For potential American riders, then, their options are either to hope to be discovered on a poorly funded, often woefully short American course, or to pay their own way to go up against riders who are much more practiced and better subsidized in Europe. Belgian riders, according to Stouffer, even get tax benefits and social security.

“Then if a rider doesn't make it, or gets injured and can't race any more, well now, based off his constant racing, he already has some money in his social security plan,” Stouffer says. “Whereas in the U.S., it is like the unicorn, and if you're not in the cycling community and you tell people what you do, they sort of look at you like, ‘Huh, and you can support yourself doing that?’”

And despite all that, American cycling is actually doing pretty OK

USA Pro Cycling Challenge - Stage 1 Photo by Chris Graythen/Getty Images

Perhaps the current crop of riders could be better — Americans in the late ‘90s and early 2000s had to deal with many of those same logistical challenges, too — but they could certainly be worse.

The heyday of Armstrong, Leipheimer, and Hamilton came after an even quieter period for the United States than the current one. In the space between LeMond’s last Tour title in 1990 and Armstrong’s first in 1999, American riders finished in the top 10 of the Tour just five times, peaking with Bobby Julich’s third place finish in 1998. Before that, an American hadn’t even competed in the Tour until 1981, when Jacques Boyer took the starting line. The Tour de France had existed for 78 years by that point.
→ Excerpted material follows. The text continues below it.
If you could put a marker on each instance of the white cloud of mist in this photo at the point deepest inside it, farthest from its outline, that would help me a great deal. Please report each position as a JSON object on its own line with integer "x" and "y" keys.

If you’re willing to accept the fact that American riders in the early aughts were competing on a relatively level playing field with regards to doping, then you have to accept that, perhaps, they were just a special group of individual athletes.

“I don't know, we worked our tails off,” Hamilton says. “Looking back, sometimes I'm just like, I'm glad I don't have to do that any more. Just so much time on the bike, having to be super disciplined.

“At one point in my career I was 2.8 percent body fat, which is insane. Not healthy either. You had to live that lifestyle. If you were 95 percent committed, you weren't going to make it.”

Leipheimer mentions a slew of 20-something American riders as a sign that the United States is on the come-up — names like Cannondale-Drapac’s Joe Dombrowski and Lawson Craddock, or BMC’s Brent Bookwalter and Joey Rosskopf. He won’t say that they will live up to the legacy of U.S. Postal, however, or what, exactly, separated his era from every other in American history.

The steps to becoming a Tour rider — much less a great one, he says — are ill-defined.

“You don't know. You really don't know,” Leipheimer says. “You have to keep working hard and have a lot of patience because it’s a long, long road, with many little tiny improvements and progression along the way.

“And then one day it just happens. You're there.”